㈡另案查扣之金屬彈殼組合直徑8.9±0.5mm金屬彈頭而成之非
制式子彈2顆經試射後,其中1顆雖可擊發,惟發射動能不足,認不具殺傷力;另1顆認具有殺傷力,惟既皆經鑑定試射,不再具有子彈之構造及功能,所餘彈殼已非違禁物,應屬待廢棄之物品,毋庸予以宣告沒收,附此敘明。
據上論斷,應依刑事訴訟法第369條第1項前段、第364條、第299條第1項前段,槍砲彈藥刀械管制條例第8條第4項、第12條第4項,刑法第11條前段、第47條第1項、第55條、第42條第3項前段、第38條第1項第1款,判決如主文。
本案經檢察官蘇南桓到庭執行職務。
中華民國101年11月15日
刑事第七庭審判長法官李文福
法官高榮宏法官陳顯榮以上正本證明與原本無異。
如不服本判決應於收受送達後10日內向本院提出上訴書狀,其未敘述上訴理由者,並得於提起上訴後10日內向本院補提理由書(均須按他造當事人之人數附繕本)「切勿逕送上級法院」。
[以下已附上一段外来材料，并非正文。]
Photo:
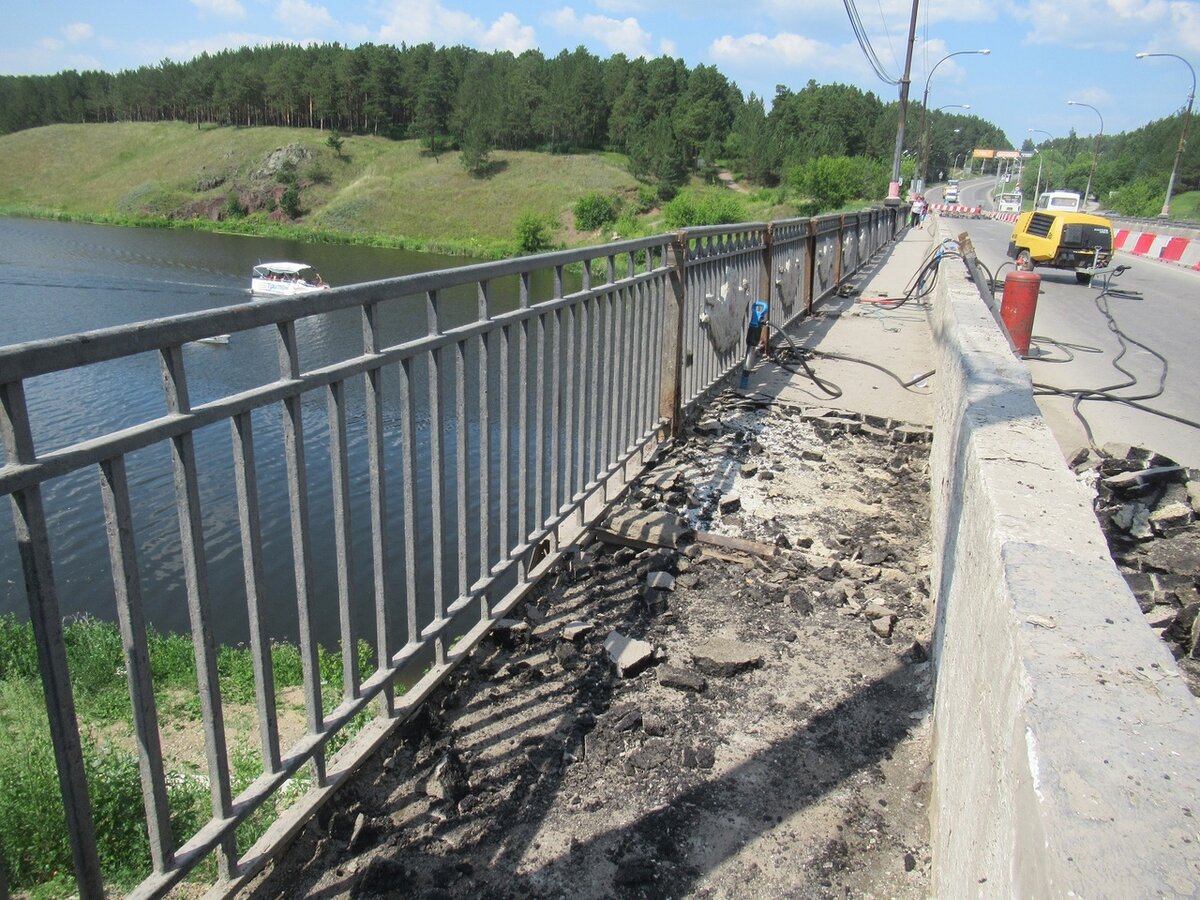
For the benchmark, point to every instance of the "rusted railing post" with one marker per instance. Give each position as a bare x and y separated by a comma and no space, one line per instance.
839,251
34,543
810,265
670,393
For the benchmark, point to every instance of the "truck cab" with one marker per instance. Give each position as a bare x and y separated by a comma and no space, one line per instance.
1060,201
1011,202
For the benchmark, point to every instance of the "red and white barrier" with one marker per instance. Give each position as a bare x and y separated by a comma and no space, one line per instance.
1165,247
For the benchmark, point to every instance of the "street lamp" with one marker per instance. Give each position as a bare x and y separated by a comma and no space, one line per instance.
1096,147
924,102
1183,135
1037,189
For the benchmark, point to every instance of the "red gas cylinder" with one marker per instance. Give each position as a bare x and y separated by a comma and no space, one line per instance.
1018,306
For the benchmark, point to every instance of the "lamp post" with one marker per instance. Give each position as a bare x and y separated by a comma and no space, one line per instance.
1037,189
1096,147
924,102
1183,135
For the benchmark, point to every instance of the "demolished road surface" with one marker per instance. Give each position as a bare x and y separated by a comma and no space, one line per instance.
736,706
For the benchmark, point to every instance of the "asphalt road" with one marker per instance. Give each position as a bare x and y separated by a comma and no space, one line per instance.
1156,304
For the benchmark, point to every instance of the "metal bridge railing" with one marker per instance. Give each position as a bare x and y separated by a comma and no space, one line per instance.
484,443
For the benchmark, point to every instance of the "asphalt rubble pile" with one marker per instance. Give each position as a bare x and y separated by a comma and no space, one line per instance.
725,694
1147,507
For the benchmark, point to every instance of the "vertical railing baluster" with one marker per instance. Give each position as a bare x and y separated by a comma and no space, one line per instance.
505,438
408,469
523,423
556,400
377,469
460,443
301,538
191,529
538,370
595,417
34,544
675,335
127,592
246,483
485,456
611,360
343,535
437,471
646,387
570,412
583,423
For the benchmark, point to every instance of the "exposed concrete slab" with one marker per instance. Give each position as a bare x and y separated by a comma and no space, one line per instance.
1065,737
864,328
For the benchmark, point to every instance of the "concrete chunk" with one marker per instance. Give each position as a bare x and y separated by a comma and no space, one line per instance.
629,654
660,581
724,658
682,679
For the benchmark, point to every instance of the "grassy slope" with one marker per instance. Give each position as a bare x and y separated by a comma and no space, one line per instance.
382,187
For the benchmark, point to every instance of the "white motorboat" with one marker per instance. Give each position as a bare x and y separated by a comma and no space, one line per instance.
286,280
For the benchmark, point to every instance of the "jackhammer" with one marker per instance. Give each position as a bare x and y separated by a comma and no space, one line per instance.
754,340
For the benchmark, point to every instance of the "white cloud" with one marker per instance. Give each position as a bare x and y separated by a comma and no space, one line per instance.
787,49
77,31
421,21
895,13
301,17
618,35
508,34
226,9
195,47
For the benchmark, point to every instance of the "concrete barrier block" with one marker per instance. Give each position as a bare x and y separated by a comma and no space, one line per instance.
1063,735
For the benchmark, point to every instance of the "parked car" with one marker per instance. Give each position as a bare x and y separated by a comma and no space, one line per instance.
1011,202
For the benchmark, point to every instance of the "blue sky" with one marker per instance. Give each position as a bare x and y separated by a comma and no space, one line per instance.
1043,52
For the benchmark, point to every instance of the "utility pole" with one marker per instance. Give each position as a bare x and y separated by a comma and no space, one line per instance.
894,187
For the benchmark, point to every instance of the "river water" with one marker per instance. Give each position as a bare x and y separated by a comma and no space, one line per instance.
59,279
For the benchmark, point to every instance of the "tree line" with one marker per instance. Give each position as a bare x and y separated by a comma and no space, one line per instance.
670,119
1132,168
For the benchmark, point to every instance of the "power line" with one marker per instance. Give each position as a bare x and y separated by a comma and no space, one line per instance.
864,42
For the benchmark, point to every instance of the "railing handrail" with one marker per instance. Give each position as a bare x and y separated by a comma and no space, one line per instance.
603,376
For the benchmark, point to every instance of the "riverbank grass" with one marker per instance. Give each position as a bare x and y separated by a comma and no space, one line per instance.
34,844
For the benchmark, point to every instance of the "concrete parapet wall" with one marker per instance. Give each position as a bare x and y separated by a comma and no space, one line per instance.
1066,744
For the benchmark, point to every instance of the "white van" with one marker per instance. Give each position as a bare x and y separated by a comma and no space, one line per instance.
1009,202
1060,201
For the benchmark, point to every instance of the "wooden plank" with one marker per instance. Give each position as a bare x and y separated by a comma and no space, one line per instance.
737,544
641,529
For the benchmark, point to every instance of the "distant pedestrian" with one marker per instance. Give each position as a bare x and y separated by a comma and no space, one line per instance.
918,211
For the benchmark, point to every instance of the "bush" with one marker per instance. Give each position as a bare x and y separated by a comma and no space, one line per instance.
1140,198
689,210
595,210
233,208
291,202
532,233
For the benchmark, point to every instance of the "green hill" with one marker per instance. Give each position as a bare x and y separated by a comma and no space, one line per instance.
375,190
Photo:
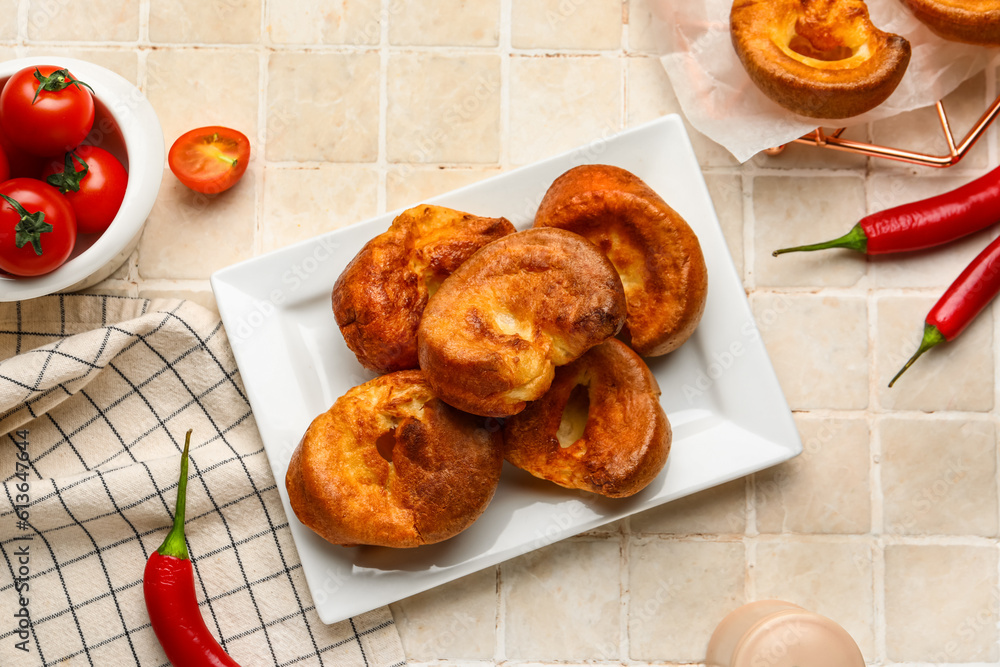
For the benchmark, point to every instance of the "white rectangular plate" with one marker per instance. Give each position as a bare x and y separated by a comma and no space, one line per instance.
720,392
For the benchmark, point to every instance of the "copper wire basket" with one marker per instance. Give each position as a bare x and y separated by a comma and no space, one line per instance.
956,150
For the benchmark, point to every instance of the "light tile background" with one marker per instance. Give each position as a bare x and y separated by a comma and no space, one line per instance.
887,523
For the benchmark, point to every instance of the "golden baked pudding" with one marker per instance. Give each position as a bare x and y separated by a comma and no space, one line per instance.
818,58
651,246
391,465
495,330
379,298
599,428
971,21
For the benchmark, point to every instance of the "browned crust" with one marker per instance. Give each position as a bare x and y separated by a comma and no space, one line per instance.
493,333
817,92
379,298
969,21
651,246
445,467
627,436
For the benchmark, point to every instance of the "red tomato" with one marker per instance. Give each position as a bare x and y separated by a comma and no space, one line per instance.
37,234
4,166
46,110
22,163
93,181
210,159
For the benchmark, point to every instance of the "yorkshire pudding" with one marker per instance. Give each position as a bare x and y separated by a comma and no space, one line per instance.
495,330
653,249
380,296
970,21
818,58
599,428
391,465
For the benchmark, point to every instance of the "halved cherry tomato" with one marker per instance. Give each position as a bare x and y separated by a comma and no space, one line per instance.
210,159
94,182
46,110
37,227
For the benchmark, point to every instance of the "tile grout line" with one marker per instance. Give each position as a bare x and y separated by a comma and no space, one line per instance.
505,52
263,85
23,7
877,531
382,153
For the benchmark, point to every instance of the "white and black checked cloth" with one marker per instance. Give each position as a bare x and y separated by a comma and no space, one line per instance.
106,387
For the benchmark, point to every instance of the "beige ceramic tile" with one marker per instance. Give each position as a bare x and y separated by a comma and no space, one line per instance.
791,211
920,130
190,235
410,185
217,22
97,21
727,196
445,22
8,26
819,348
453,621
194,88
833,579
335,122
826,488
957,375
721,509
202,295
679,591
125,63
563,602
322,22
650,96
957,495
941,603
303,203
547,96
566,24
443,108
934,267
643,27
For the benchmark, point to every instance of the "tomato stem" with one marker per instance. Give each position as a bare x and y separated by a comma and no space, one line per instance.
30,227
56,81
174,544
69,178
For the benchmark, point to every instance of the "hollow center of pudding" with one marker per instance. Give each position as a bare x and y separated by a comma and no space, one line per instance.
574,417
385,444
804,47
828,34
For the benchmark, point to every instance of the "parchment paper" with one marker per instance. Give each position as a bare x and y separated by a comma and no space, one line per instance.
720,100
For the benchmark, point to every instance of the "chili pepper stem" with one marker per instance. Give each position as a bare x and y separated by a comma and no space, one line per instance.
932,336
174,545
856,239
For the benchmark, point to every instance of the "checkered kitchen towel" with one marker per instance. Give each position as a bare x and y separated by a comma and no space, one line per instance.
96,394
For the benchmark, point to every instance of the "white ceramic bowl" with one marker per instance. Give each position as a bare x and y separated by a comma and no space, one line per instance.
126,125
書記官蔡双財中華民國101年11月15日附錄:本案論罪科刑法條槍砲彈藥刀械管制條例第8條第1、4項:
未經許可,製造、販賣或運輸鋼筆槍、瓦斯槍、麻醉槍、獵槍、空氣槍或第4條第1項第1款所定其他可發射金屬或子彈具有殺傷力之各式槍砲者,處無期徒刑或5年以上有期徒刑,併科新臺幣1千萬元以下罰金。
未經許可,持有、寄藏或意圖販賣而陳列第1項所列槍枝者,處
3年以上10年以下有期徒刑,併科新臺幣7百萬元以下罰金。